Sembrava che tutti avessero una fretta discreta e ossequiosa, ma allo stesso tempo insistente. Nessuno ebbe però il coraggio di incendiare la casa senza il permesso della famiglia. Eppure il fuoco sembrava l’unica soluzione possibile: come avrebbero impedito, altrimenti, che il pelo di Leonardo invadesse pian piano l’intero quartiere? E poi la città, e il mondo, l’universo, forse, andando avanti all’infinito?
“Aspettiamo ancora un poco – disse Franco – Quando inizierà a decomporsi, la barba e i capelli smetteranno di crescere. Niente dura per sempre”.

domenico gregorio 3

Era già notte inoltrata e non capivano se la crescita si fosse arrestata o meno. Ogni tanto sentivano qualche squarcio nella muratura, una specie di scoppio improvviso di travi e mattoni, ma il geometra diceva che poteva trattarsi di assestamenti, cedimenti già in corso da prima. Verso le dieci di mattina sembrò che la spinta si fosse finalmente arrestata. Lo capirono dal fatto che la massa che si era riversata fuori dalle finestre non avanzava più sull’erba del giardino: il geometra aveva fatto man mano dei segni a terra e aveva notato prima un rallentamento, poi più nulla.
“Credo che sia finita.”
“E adesso?”
C’erano più di venti operai a lavorare insieme ai familiari. Faceva strada il geometra, che aveva il ruolo di accertare se fosse sicuro o meno andare avanti. Disse che perlomeno non ci sarebbero stati crolli, perché per fortuna i capelli avevano trovato una larga via di sfogo sfondando un pezzo di tetto sul retro, attraverso la mansarda: questo aveva evitato il prodursi di grosse crepe strutturali. Riparare i danni, comunque, sarebbe stato senz’altro oneroso.

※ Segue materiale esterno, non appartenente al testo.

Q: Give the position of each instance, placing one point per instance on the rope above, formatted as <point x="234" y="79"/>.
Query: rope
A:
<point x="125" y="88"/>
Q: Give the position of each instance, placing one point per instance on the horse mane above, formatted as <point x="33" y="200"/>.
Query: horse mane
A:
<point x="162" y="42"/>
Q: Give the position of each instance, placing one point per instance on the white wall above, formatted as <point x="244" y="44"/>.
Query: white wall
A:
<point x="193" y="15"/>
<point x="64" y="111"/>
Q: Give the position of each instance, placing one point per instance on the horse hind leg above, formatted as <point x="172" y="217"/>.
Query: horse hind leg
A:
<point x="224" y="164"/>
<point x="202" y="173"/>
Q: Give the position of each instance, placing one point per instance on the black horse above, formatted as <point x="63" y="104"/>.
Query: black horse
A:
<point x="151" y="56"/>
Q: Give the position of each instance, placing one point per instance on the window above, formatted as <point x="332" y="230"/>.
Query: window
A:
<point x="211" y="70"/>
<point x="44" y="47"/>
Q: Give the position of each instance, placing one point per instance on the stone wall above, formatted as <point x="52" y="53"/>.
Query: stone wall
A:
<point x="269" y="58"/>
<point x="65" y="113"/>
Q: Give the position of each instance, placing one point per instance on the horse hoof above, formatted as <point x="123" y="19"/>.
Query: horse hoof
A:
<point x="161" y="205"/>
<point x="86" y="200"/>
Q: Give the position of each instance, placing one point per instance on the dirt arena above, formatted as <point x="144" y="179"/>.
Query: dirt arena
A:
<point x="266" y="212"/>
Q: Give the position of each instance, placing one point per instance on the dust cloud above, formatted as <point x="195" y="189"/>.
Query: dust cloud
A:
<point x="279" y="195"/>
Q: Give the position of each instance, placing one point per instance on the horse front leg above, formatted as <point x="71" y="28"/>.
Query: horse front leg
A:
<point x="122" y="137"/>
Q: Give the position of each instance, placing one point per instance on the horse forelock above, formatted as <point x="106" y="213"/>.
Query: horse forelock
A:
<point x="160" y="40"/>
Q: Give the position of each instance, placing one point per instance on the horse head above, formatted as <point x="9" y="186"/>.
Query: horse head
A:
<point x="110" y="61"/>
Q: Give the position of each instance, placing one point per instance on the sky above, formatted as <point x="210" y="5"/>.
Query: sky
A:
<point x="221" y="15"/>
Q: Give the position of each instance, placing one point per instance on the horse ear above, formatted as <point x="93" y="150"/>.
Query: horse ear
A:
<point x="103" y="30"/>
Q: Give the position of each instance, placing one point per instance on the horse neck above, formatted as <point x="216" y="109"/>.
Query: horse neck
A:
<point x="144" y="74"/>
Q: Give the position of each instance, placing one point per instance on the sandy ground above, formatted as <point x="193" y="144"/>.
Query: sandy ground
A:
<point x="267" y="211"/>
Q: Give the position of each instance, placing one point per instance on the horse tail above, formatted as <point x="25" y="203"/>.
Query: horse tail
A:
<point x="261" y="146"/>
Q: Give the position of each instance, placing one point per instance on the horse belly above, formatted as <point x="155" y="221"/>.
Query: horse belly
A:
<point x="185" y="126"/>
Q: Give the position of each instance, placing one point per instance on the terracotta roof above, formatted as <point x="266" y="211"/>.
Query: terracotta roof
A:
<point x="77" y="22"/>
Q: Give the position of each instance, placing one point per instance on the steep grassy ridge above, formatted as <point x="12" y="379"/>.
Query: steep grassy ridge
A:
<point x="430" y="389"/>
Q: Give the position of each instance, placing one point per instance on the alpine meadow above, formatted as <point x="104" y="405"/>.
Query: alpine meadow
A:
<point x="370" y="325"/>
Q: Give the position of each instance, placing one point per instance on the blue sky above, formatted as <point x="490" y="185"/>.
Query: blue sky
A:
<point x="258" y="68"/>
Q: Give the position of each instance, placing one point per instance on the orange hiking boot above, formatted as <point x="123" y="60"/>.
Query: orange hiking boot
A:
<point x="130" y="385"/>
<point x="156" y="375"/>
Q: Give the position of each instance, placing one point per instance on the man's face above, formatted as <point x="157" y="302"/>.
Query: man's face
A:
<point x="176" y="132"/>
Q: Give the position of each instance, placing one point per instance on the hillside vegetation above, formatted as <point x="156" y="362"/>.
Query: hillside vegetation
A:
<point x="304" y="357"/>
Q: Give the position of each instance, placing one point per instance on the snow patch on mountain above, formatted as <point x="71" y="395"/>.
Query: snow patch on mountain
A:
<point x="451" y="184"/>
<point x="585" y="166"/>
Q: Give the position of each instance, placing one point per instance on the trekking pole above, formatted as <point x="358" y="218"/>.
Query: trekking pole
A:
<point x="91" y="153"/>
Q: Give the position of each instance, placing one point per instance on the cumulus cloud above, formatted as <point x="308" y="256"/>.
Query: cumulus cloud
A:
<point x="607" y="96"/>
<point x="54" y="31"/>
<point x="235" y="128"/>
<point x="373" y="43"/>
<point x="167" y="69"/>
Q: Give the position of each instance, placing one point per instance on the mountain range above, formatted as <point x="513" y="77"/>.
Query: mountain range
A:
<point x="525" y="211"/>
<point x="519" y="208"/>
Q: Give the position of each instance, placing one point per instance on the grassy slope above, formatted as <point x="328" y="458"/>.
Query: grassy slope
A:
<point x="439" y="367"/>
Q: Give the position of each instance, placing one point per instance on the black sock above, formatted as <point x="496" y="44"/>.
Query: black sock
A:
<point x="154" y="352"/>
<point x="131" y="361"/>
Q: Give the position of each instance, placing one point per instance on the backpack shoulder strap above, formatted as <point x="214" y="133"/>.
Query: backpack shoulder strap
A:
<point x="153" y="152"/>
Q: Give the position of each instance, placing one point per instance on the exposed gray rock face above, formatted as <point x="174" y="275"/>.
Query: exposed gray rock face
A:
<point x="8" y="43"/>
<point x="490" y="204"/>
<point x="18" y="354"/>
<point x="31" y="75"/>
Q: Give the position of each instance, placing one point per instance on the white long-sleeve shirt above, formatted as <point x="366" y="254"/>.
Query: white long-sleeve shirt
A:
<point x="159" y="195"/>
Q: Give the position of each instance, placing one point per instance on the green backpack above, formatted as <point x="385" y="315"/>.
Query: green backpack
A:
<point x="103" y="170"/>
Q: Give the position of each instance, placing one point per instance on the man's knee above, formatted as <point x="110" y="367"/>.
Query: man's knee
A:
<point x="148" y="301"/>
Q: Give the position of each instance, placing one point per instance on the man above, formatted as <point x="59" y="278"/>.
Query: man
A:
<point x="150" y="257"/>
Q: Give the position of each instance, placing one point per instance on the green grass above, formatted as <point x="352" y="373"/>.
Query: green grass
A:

Avevano già riempito quatto o cinque camioncini quando raggiunsero la camera ardente. Era il punto in cui i capelli erano più densi e compatti, come gli atomi nel cuore di una supernova. Di Leonardo non c’era traccia: disfecero e sminuzzarono tutta l’imbottitura che riempiva la stanza, ma non trovarono nulla.
“L’avevo detto, io! – fece Pino – Non è la barba a crescere. È la carne che si ritrae”.